Underneath the coop – a food dispenser and a water dispenser. A half a lifesaver worked really well to secure the items to the ceiling. (The Twizzler “rope” alone kept threatening to pull out of the icing.)
Inside the coop: a candy cane perch next to a radiant heater panel (Andes mints) powered via extension cord hookup to the house, as well as a heated water dispenser (far left side of the photo). On the far right of the photo is some “white rope” that goes up to a Life Saver “pulley” just out of the frame, which connects to . . .
. . . another Life Saver “pulley” and the chicken door to the coop, which can be lowered closed at night in the winter to help keep the chickens warmer.
Just as in the real coop, the surface underneath this main roost is smooth. This smoothness makes it easier to clean out the accumulated droppings. I decided not to model the chicken droppings in the gingerbread coop. You’re welcome.

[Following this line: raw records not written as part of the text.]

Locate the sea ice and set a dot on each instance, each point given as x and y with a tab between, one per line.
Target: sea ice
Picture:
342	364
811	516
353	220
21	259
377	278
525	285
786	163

So that’s it. That’s the full tour.

I’m writing this post four days after the coop construction was completed. Some of the Dots are starting to fall off the structure. The tarp roof is sagging and starting to pull on the walls of the run and bow them inward. Time to start eating this thing!

Anybody want some gingerbread?? I’m more than happy to share!!

PS – every bit of this gingerbread chicken coop is edible, with the exception of the cardboard/foil base. It’s a rule I work under – everything must be edible! I get scornful when I get excited about a really cool gingerbread structure, only to learn that it’s “not edible” because it was assembled with glue. Glue?? Why would you do that, when edible royal icing holds so firmly?

Copyright 2020 by Katie Bradshaw

2 thoughts on “2020 gingerbread insanity

  1. Magdalena Vinson says:

    This is, by far, one of the coolest gingerbread structures I’ve ever seen. I love your little chickens – they are such fun.